Does anybody know where I can find spare aero spokes with nipples (front and rear) and dust caps for 12 Spoke Shamals Rims??

Thanks Guys...


----------



## tjcoogan (Mar 4, 2008)

I ordered a mini spoke kit from my local Campy distributor under the part number (R0140741 Kit Mont Post Shamal TIT CP) which had 2 front, 2 rear drive side and 2 rear non drive side all with nipples it came with a ball point pen and several campy decals. It wasn't exactly cheap but I guess thats the price you have to pay.


----------



## igor-jz (Nov 11, 2006)

http://www.ochsnerusa-store.com/products.php?cat=1


----------



## aka richie t (May 14, 2008)

tjcoogan said:


> I ordered a mini spoke kit from my local Campy distributor under the part number (R0140741 Kit Mont Post Shamal TIT CP) which had 2 front, 2 rear drive side and 2 rear non drive side all with nipples it came with a ball point pen and several campy decals. It wasn't exactly cheap but I guess thats the price you have to pay.


Do you know from which website or supplier??
 Thanks


----------



## aka richie t (May 14, 2008)

igor-jz said:


> http://www.ochsnerusa-store.com/products.php?cat=1


Thanks for the info, Can't seem to find which kit i'm looking for in this site....
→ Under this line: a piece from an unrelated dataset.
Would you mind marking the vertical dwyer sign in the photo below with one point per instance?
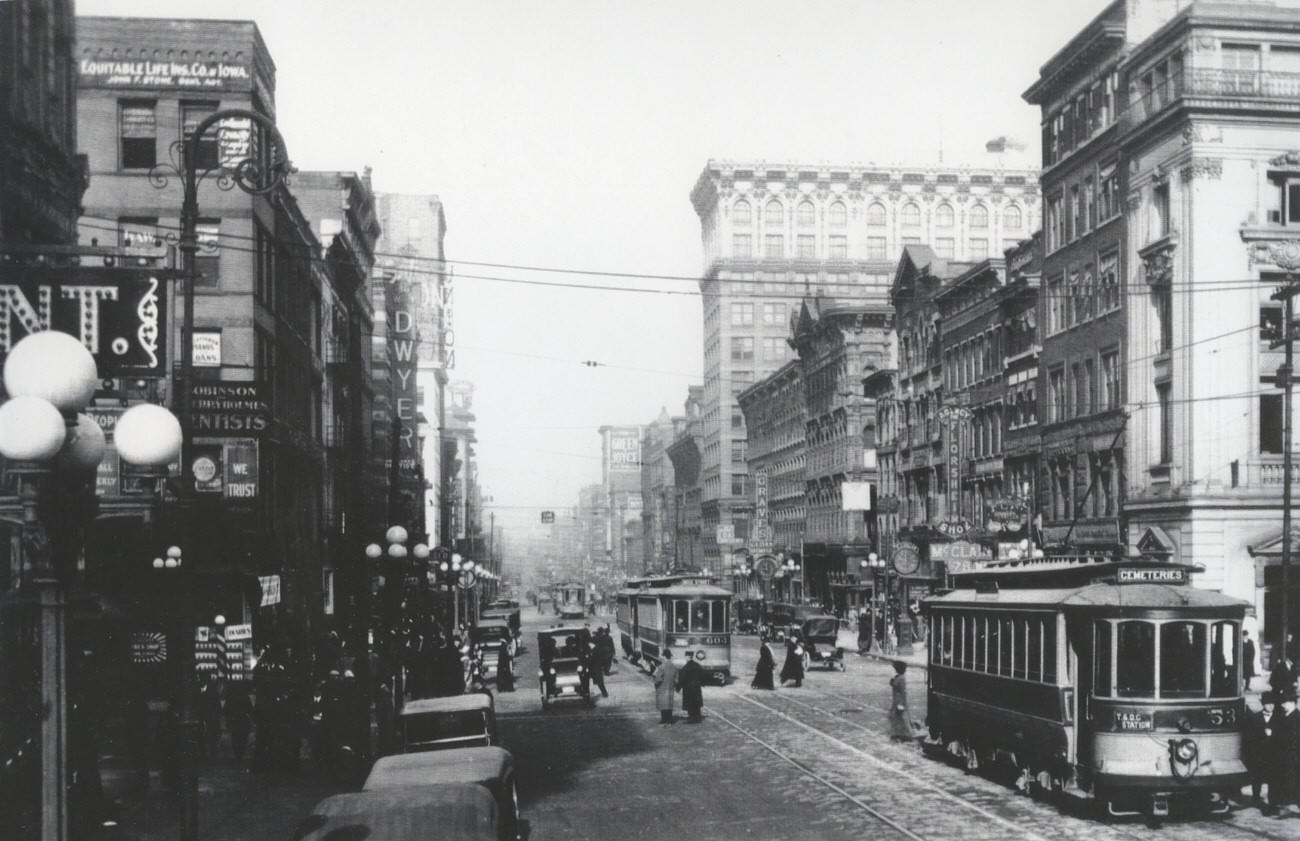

Try to leave a message to the seller, but does'nt take messages unless it about a order I recently purchase/ordered..


----------



## tjcoogan (Mar 4, 2008)

aka richie t said:


> Do you know from which website or supplier??
> Thanks


This Campag agent supplied my mini kit, he has no listing for the kit on his web site but just use the contact info on the home page and quote the kit number in my OP, price was $131AUD including tax no freight.


----------



## aka richie t (May 14, 2008)

tjcoogan said:


> This Campag agent supplied my mini kit, he has no listing for the kit on his web site but just use the contact info on the home page and quote the kit number in my OP, price was $131AUD including tax no freight.


Cheers for your Help!!


----------